Plusieurs semaines passèrent et le dégel s’annonçait. Petit à petit, on voyait affleurer le bitume à la surface, comme une vieille peau humaine ridée. Déjà, il regrettait l’hiver. De la même manière que les bruits et les couleurs lui causaient un sentiment de malaise, les odeurs également. Quoi de pire que le dégel ? On retrouvaient les ordures de l’automne dernier qui resurgissaient à la surface, pire, les crottes de chiens reprenaient vie et exhalaient leurs relents nauséabonds. Il habitait juste au-dessus de l’endroit où C’était arrivé. Il regarda par la fenêtre.

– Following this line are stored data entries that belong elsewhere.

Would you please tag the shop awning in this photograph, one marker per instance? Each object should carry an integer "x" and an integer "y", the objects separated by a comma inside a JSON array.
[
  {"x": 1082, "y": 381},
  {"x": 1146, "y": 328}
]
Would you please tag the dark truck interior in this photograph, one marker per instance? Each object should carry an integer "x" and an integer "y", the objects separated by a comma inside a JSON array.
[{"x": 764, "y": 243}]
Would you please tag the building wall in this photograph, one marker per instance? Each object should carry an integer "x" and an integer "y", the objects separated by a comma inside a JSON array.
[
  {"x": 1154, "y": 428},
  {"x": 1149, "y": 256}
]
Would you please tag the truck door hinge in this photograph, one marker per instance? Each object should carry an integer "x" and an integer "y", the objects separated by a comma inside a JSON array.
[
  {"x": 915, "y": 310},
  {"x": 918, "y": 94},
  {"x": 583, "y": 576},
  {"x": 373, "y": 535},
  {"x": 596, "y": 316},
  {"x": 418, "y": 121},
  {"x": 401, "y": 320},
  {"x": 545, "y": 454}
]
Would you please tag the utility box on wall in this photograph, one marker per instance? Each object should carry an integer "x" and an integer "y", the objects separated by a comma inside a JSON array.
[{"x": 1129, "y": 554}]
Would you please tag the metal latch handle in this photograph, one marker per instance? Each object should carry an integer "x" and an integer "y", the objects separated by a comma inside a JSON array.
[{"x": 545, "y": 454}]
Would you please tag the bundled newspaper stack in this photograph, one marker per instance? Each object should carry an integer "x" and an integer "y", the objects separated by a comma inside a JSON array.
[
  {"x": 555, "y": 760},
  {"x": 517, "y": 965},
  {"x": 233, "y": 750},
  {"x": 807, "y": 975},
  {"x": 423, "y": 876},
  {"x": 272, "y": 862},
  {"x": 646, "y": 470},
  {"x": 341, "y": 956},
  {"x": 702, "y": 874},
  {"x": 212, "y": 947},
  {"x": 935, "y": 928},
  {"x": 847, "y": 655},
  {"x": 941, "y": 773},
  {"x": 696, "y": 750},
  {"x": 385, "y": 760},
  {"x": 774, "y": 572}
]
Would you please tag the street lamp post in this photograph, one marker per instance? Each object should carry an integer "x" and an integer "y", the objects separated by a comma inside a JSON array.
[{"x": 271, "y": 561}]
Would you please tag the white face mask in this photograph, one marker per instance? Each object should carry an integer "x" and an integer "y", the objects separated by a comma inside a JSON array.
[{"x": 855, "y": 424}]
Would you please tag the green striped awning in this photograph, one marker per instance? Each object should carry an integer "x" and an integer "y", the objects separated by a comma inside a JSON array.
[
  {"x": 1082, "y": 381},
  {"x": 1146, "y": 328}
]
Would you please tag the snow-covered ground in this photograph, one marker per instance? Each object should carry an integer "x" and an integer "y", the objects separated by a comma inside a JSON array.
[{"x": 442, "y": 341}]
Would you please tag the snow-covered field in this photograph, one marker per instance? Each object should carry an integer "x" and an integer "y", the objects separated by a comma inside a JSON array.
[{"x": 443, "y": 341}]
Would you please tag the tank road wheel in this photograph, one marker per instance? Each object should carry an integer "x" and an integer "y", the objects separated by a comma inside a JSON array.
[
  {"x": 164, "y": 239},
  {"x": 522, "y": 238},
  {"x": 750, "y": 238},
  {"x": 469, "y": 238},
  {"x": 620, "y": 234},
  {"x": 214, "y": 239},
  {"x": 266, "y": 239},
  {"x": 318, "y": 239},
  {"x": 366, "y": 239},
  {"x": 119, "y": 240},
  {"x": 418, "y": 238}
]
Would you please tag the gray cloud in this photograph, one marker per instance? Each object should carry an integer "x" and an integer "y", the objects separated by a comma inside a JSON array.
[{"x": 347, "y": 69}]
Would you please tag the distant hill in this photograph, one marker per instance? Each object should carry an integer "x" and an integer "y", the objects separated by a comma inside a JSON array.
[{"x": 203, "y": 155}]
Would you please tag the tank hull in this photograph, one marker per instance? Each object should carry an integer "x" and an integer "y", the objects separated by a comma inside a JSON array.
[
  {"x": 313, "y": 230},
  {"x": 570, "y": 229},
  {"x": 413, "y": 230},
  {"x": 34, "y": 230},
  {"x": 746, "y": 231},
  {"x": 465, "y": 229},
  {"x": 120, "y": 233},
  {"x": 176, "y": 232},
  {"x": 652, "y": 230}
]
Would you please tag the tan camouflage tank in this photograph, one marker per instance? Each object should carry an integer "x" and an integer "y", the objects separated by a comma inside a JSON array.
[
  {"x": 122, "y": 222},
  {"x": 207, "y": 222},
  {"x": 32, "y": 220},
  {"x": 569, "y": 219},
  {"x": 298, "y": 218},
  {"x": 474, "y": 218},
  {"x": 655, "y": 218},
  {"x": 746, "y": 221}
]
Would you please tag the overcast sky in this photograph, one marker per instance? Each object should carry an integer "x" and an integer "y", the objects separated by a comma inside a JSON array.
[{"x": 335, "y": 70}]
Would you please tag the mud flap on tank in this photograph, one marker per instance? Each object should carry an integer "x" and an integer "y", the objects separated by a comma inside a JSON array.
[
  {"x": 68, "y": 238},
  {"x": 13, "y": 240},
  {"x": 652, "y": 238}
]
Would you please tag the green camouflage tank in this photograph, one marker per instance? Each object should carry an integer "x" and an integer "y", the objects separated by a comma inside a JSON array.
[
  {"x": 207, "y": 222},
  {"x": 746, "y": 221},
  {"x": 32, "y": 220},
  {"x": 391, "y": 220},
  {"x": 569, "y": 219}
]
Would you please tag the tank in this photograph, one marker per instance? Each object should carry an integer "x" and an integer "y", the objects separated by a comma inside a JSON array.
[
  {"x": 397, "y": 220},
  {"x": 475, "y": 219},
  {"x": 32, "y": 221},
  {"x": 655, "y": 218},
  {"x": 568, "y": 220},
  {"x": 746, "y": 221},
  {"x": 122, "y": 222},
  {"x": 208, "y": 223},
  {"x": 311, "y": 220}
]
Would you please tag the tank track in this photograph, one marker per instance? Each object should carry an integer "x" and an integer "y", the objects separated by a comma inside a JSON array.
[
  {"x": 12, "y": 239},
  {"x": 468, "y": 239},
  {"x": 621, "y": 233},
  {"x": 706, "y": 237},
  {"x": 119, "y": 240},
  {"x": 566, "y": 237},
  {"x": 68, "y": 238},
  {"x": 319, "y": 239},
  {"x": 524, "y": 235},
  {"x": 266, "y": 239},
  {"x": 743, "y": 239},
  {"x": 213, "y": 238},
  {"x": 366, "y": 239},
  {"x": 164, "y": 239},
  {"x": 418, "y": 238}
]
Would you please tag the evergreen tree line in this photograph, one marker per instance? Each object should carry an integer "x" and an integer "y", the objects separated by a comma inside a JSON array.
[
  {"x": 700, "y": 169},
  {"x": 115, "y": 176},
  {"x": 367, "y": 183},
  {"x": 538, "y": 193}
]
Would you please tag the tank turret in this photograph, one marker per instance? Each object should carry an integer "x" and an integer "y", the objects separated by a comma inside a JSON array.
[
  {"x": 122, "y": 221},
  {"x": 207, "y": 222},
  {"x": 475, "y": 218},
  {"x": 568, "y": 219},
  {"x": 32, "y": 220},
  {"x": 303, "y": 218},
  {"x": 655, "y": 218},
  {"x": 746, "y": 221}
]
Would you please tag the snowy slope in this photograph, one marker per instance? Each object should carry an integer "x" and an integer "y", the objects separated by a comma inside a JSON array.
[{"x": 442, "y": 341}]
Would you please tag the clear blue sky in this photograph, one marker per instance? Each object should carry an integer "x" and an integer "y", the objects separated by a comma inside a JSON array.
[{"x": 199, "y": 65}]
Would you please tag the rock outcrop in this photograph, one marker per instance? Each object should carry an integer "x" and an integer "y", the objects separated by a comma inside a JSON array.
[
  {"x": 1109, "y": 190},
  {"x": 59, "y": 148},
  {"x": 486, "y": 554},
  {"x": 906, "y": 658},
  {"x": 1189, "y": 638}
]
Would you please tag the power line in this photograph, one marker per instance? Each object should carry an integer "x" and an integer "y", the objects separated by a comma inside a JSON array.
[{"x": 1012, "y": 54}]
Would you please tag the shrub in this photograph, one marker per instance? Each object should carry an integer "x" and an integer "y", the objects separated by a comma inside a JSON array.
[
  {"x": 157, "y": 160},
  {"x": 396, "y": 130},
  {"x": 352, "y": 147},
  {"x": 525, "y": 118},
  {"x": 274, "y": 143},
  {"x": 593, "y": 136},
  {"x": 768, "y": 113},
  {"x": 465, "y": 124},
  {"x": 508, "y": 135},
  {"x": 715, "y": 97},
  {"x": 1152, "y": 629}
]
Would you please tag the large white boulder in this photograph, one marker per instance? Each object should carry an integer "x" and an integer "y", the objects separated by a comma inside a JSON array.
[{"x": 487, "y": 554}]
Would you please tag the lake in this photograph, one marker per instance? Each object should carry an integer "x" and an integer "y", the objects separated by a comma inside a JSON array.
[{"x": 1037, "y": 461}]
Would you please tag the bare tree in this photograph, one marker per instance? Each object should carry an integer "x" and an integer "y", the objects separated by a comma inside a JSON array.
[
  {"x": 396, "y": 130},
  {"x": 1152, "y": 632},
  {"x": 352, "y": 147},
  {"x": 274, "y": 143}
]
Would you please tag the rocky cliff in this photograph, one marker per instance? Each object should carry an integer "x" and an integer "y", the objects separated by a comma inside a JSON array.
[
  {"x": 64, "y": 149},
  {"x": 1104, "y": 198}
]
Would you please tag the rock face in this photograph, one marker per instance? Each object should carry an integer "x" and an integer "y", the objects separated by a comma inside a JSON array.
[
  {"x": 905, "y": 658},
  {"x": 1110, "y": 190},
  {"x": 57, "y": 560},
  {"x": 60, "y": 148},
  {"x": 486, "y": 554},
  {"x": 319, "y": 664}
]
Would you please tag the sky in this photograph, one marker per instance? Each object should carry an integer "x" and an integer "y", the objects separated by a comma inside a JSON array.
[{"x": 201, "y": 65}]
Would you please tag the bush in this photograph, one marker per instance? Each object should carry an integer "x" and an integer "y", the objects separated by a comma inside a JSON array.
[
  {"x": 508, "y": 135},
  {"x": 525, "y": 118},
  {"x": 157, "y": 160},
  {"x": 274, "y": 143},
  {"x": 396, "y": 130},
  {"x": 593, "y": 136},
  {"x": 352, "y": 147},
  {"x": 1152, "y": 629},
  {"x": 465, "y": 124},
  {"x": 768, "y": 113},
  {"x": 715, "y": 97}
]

Le lampadaire était là, brillant sous le soleil. Il semblait pointer du doigt tout en opinant du chef vers de larges traces sombres qui se dessinaient chaque jour un peu plus, à l’endroit où il avait percuté le vélocycliste.

Se pouvait-il que, de la même manière qu’il y a une mémoire de l’eau, il y ait une mémoire de la glace ? Au fond, la glace, n’est-ce pas uniquement de l’eau gelée ? Il lui sembla que la route, qu’il avait toujours traitée avec affection, l’accusait sans ambages. Chaque jour, les fissures de la route semblaient dessiner la forme de moins en moins ambiguë d’un immense « y » accusateur, juste là, sous ses fenêtres.

Son travail de déneigement était fini, Sisyphe n’avait plus besoin de sortir de toutes façons. Le monde allait redevenir coloré, bruyant et puant. Il allait rester chez lui. Tout l’été. Il fallait juste qu’il soit discret, immobile, inerte comme ses « amis silencieux », et surtout, qu’il ne regarde pas par la fenêtre les fêlures profondes qui stigmatiseraient chaque jour un peu plus le bitume.